Most powders you’ll find in the spice aisle at your grocery store aren’t as concentrated as a quality cinnamon extract. You can get cinnamon extract in capsules or liquid form at most health food stores.

1. May Reduce Inflammation

Inflammation is a natural response from the immune system that helps you heal from injury or infection. However, when inflammation becomes chronic, it is linked with a variety of health problems such as obesity, heart disease, and cancer (5).

Turmeric and cinnamon are both potent anti-inflammatories that may help reduce chronic inflammation (7) (24).

Studies have shown that curcumin (the active ingredient in turmeric), gingerol (the active ingredient in ginger), and cinnamaldehyde (the active ingredient in cinnamon) all have anti-inflammatory properties (4).

2. May Boost Cognitive Function

Turmeric and cinnamon tea may also help improve cognitive function. Curcumin has been shown to improve working memory and mood in healthy older adults by at least one randomized controlled trial (19).

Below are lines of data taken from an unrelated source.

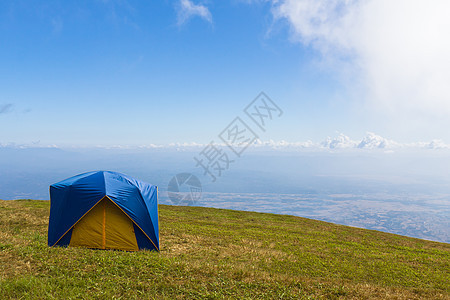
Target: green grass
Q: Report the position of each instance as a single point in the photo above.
(215, 254)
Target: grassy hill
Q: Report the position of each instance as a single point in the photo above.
(214, 253)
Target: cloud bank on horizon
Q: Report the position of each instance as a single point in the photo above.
(399, 51)
(370, 141)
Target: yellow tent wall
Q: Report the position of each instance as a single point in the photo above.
(105, 226)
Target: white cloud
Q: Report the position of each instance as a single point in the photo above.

Cinnamon has also been shown to improve cognitive function by improving memory and learning. It also has neuroprotective effects as it helps prevent cognitive impairment (8).

turmeric and cinnamon  

3. May Improve Digestive Health

The anti-inflammatory properties of turmeric and cinnamon tea are believed to encourage a healthy gut microbiome that’s essential for digestion. 

Turmeric has traditionally been used for treating various digestive ailments, including dyspepsia, abdominal pain, familial adenomatous polyposis, inflammatory bowel disease, and colon cancer (24). 

In addition, cinnamon extract is said to reduce the symptoms of irritable bowel syndrome (IBS) (3). 

4. May Protect Against Infection

Turmeric and cinnamon tea may also help protect against or fight infection. Based on test tube studies, curcumin may have antimicrobial activity against specific pathogens (13).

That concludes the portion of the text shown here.